La conception externaliste échoue à expliquer
comment les
esprits incarnés que nous sommes parviennent à
accéder aux entités
désincarnées dont
parlent les mathématiques. La conception internaliste,
adoptée ici à titre d'hypothèse de
travail,
paraît, de son côté, difficilement
conciliable avec
la difficulté des mathématiques : si l'esprit n'y
rencontre que ce qu'il a lui-même produit, pourquoi
peine-t-il
à le connaître ? Le Chapitre 1 vise
précisément à démonter
l'affirmation,
faussement évidente, que l'on doit connaître
parfaitement
ce que l'on a soi même produit.
Deuxième partie :
Chapitres 2 et 3–
Cette partie aborde de front la question de savoir si les
mathématiques sont analytiques (Chap. 2) ou
synthétiques
(Chap. 3).
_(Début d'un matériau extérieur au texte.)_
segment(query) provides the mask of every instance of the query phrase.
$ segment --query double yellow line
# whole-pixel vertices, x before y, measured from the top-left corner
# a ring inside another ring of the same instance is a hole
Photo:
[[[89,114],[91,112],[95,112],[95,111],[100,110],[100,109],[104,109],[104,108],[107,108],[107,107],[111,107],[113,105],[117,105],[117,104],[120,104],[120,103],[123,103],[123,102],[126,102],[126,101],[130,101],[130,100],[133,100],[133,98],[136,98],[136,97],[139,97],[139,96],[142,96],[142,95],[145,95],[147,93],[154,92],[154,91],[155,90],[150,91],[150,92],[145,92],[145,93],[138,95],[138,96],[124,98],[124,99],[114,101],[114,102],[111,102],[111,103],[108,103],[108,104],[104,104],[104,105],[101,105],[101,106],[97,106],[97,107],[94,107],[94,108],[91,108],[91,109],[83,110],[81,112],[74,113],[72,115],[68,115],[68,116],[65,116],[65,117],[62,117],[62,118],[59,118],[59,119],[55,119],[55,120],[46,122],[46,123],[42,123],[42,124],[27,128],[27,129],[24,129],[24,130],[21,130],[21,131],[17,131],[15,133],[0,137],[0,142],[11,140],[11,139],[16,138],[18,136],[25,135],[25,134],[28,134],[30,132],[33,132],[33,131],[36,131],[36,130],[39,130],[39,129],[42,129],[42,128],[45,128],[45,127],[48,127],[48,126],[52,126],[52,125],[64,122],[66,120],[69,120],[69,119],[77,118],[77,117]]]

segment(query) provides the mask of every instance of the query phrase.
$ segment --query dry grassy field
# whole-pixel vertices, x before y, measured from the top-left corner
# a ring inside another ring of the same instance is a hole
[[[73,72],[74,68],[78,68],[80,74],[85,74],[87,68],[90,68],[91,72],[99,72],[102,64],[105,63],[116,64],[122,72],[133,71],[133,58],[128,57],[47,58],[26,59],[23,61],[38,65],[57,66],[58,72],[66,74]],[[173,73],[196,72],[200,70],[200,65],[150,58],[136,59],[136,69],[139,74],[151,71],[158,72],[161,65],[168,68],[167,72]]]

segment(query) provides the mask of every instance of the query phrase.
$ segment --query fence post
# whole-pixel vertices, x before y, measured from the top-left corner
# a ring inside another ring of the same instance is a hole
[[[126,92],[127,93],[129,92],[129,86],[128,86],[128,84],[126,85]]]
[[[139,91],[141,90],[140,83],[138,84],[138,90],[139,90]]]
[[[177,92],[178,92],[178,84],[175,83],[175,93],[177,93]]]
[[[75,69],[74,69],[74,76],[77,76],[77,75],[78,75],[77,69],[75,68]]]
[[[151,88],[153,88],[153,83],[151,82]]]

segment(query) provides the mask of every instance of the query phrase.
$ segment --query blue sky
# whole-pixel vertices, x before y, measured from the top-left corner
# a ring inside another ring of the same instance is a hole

Après avoir montré l'insuffisance
d'une
conception des mathématiques fondée sur la seule
analyse
des significations, on cherche à préciser en quel
sens
elles sont synthétiques ; on examine ainsi les
thèses de
Beth, Hintikka et A. Robinson. Les deux premiers
prétendaient
rendre compte du caractère synthétique des
mathématiques en y soulignant le rôle des
règles
logiques d'instanciation - correspondant formel des
« constructions auxiliaires » ;
le
troisième s'appuyait, dans le même but, sur le
Théorème de Herbrand. Ce ne sont rien moins que
l'usage
des lemmes et l'épineuse question de la
« pureté des
méthodes » qui sont
ainsi abordés : dans quelle mesure est-il
légitime de
prouver un énoncé en recourant à des
moyens qui
transcendent sa formulation (par exemple, prouver un
énoncé appartenant à
l'arithmétique par des
moyens analytiques) ?
Troisième partie :
Chapitre 4 –
Le terrain est ainsi préparé pour aborder la
question
proprement heuristique. Il s'agit d'abord de préciser ce
qu'est
l'heuristique (art de découvrir, vs arts de conjecturer et
d'inventer), et de montrer comment des résultats de la
logique
moderne éclairent la nature de la recherche des
démonstrations (« heuristique des
preuves »). C'est ainsi que l'on montre, notamment,
que le
moderne « calcul des
séquents » fournit de
nouveaux éclairages sur la résolution des
problèmes telle que la décrivait Pappus au IIIe
siècle. On aborde également l'heuristique
« mécanique » telle
qu'elle est
définie et développée en I.A. et en
algorithmique.
[1]Pour
l'honneur de l'esprit humain, 1987, Hachette.